Streep sings the song for all it's worth, making about as persuasive case as one can for the epiphanies tucked within. But catchy melody and dramatic impact aside -- at least in the moments the singer is performing it -- what is the song's worth? The song continues to baffle me, my confusion is very much tied to the points you carefully parse.
The Witch is powerless, trying to survive, wanting to hand over Jack. Then as they hurl accusations at one another about the source of the devastation, to nail ultimate responsibility, she quiets them and tells them not only what's wrong with their thinking but why she exists in their lives and even in the story ("I'm the witch, I'm the hitch," etc.) She isn't more personally threatened by the immediate events than she was, say 20 minutes ago, yet out of the blue calls on her mother, fate, the Gods, someone, to rescue her -- or kill her? If the ground swallows her -- and she fell through the floor on B'way -- where the hell, literally, does she go? And why then? Is this the only solution to flee the Giant -- suicide? If it's the last midnight, the llth hour in the escalating catastrophe, why is her only option ... death? Or spiritual transformation to the underworld?

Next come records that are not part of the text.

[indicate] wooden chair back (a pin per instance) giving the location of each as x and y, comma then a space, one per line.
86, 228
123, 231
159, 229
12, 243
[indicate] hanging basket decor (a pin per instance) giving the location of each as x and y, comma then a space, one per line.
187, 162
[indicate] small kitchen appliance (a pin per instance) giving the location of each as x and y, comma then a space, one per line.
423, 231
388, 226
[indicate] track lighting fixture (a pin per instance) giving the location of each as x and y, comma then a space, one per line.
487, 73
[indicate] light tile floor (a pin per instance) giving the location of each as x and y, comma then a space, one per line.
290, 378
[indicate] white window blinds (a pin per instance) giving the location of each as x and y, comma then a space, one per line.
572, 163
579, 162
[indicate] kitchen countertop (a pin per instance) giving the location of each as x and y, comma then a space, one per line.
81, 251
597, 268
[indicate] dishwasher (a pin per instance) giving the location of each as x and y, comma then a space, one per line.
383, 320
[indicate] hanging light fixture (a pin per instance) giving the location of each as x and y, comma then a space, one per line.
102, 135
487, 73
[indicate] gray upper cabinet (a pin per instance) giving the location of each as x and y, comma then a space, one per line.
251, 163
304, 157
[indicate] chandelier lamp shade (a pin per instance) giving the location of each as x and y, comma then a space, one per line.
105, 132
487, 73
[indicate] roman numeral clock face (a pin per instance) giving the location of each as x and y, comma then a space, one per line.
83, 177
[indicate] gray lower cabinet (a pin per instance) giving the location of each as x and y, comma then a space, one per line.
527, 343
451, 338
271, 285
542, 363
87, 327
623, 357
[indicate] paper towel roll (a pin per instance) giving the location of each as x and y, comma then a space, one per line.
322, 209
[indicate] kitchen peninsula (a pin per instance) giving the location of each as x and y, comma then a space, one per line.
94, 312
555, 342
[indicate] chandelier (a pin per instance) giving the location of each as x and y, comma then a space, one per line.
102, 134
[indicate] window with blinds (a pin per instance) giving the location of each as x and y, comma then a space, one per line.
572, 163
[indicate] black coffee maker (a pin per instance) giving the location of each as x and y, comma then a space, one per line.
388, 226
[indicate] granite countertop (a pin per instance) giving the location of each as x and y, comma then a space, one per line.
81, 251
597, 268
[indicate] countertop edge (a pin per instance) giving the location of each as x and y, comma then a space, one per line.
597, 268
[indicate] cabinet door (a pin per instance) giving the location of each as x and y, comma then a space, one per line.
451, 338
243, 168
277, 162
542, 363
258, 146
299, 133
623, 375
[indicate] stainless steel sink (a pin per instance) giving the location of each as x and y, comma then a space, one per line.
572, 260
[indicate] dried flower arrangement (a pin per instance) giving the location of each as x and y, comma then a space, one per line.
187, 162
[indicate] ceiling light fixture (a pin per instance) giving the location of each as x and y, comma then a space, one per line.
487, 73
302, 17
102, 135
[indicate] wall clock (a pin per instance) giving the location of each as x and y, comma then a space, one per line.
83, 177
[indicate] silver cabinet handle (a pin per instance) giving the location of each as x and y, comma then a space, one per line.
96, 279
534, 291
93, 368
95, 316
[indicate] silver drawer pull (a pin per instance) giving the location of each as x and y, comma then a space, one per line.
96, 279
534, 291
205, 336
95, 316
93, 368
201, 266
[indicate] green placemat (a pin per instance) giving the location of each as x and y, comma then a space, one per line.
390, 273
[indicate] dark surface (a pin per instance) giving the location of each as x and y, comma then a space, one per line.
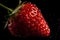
49, 10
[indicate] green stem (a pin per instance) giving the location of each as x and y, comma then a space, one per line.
6, 7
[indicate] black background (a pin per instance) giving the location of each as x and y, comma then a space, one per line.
49, 10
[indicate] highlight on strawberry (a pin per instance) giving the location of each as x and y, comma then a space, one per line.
27, 20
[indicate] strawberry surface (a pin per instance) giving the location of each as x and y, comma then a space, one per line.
28, 21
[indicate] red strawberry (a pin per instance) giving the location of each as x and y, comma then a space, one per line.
28, 21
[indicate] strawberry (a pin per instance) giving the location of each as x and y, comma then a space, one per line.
28, 21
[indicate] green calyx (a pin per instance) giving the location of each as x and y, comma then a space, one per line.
11, 12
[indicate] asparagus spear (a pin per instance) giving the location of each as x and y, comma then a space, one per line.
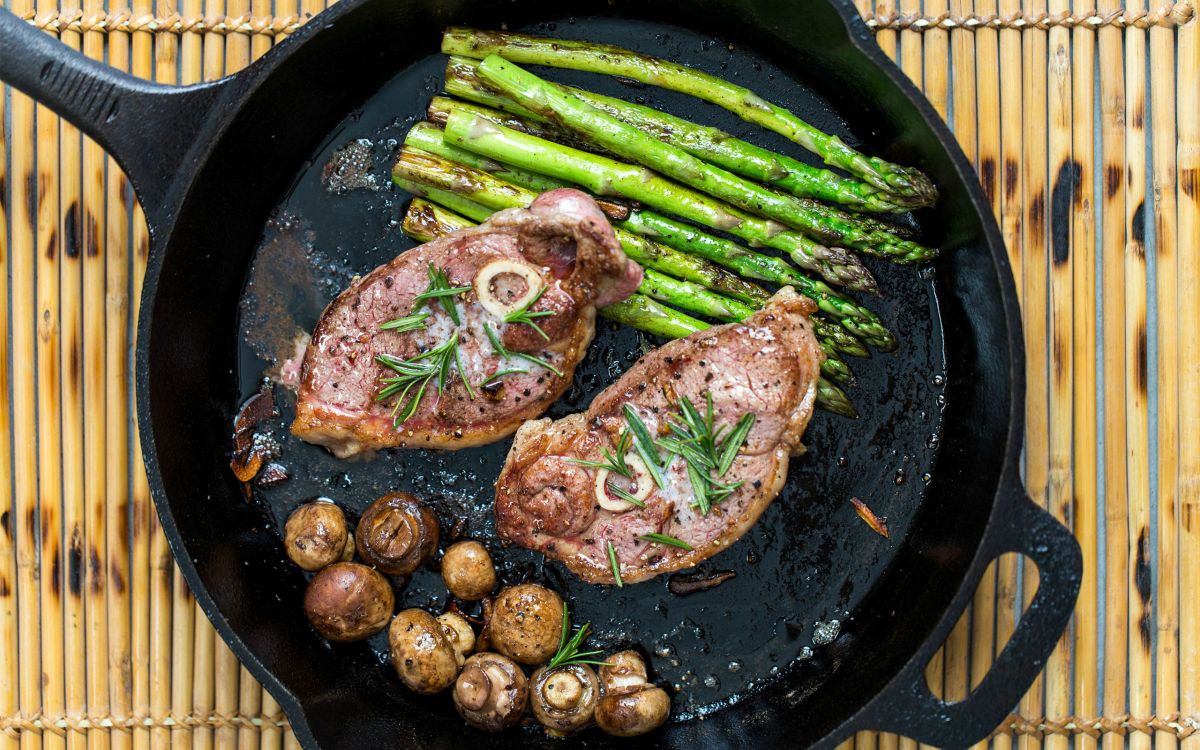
427, 137
711, 144
477, 195
905, 183
599, 174
839, 339
425, 221
633, 144
606, 177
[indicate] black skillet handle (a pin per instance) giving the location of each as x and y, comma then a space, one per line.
148, 127
911, 709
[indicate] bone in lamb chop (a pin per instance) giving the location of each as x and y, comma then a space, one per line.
676, 460
456, 342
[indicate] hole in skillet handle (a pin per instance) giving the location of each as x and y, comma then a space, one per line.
141, 124
907, 706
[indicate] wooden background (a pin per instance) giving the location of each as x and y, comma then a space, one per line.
1084, 124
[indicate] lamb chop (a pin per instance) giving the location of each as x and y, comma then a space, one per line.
456, 342
676, 460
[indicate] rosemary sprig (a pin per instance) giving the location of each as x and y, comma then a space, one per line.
615, 564
522, 315
505, 353
439, 289
645, 445
708, 451
615, 463
414, 322
664, 539
413, 376
569, 649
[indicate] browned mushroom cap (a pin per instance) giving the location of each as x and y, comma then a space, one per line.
316, 535
526, 623
468, 571
457, 633
348, 601
565, 697
425, 660
397, 533
630, 705
491, 693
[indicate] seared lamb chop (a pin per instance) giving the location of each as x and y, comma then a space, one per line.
582, 489
456, 342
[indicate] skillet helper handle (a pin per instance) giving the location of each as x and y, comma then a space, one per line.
148, 127
915, 712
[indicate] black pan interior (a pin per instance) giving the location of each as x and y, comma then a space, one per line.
809, 558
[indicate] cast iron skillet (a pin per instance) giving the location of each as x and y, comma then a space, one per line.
209, 162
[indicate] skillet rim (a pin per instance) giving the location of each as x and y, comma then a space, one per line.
238, 88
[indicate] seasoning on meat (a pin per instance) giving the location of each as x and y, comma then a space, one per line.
700, 432
420, 354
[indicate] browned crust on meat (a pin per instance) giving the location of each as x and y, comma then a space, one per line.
580, 435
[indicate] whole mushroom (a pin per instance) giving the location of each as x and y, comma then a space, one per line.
564, 699
425, 659
348, 601
397, 533
457, 631
468, 571
316, 535
491, 693
630, 705
526, 623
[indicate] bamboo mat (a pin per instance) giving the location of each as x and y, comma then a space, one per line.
1084, 124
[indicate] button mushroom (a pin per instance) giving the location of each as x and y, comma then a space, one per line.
425, 659
348, 601
491, 693
397, 533
630, 705
316, 535
468, 571
526, 623
564, 699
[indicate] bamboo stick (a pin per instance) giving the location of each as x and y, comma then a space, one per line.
24, 419
73, 510
204, 679
141, 573
1162, 95
886, 37
1188, 196
271, 733
963, 108
184, 663
1011, 226
162, 567
1137, 382
1085, 447
1061, 481
259, 43
1035, 311
987, 52
117, 408
49, 401
936, 88
95, 239
10, 699
1116, 606
250, 703
226, 696
181, 659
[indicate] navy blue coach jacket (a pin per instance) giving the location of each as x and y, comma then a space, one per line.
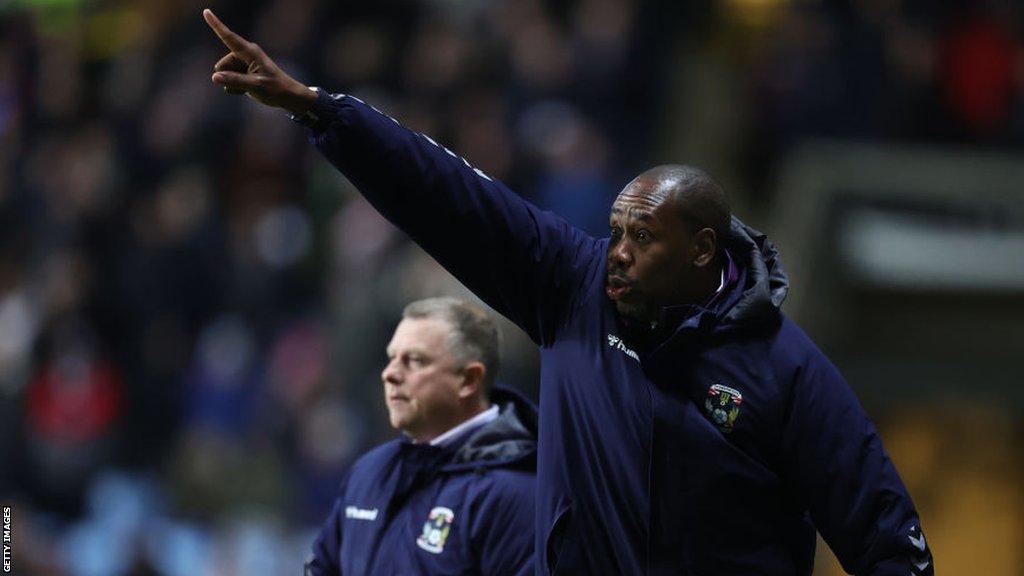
716, 450
412, 508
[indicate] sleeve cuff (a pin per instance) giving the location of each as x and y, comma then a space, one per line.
320, 113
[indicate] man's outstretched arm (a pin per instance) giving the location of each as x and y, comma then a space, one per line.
527, 263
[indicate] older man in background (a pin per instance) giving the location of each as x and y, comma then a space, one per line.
455, 495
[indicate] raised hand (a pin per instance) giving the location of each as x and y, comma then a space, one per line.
247, 70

The film offers no new insights, and the effects that engulf the Streep Witch more or less obfuscate the story point. We're too awed by the tornado of dirt that eats our star alive, we don't ponder where she is (where she can still sing "Children Will Listen.") I'd love to hear a director explain the sequence to an actor playing the Witch, to simply articulate what the pragmatic goal of the song is. What its action is. I can of course make suppositions and speculations. But nothing I come up with necessarily explains what takes place before us on stage or screen.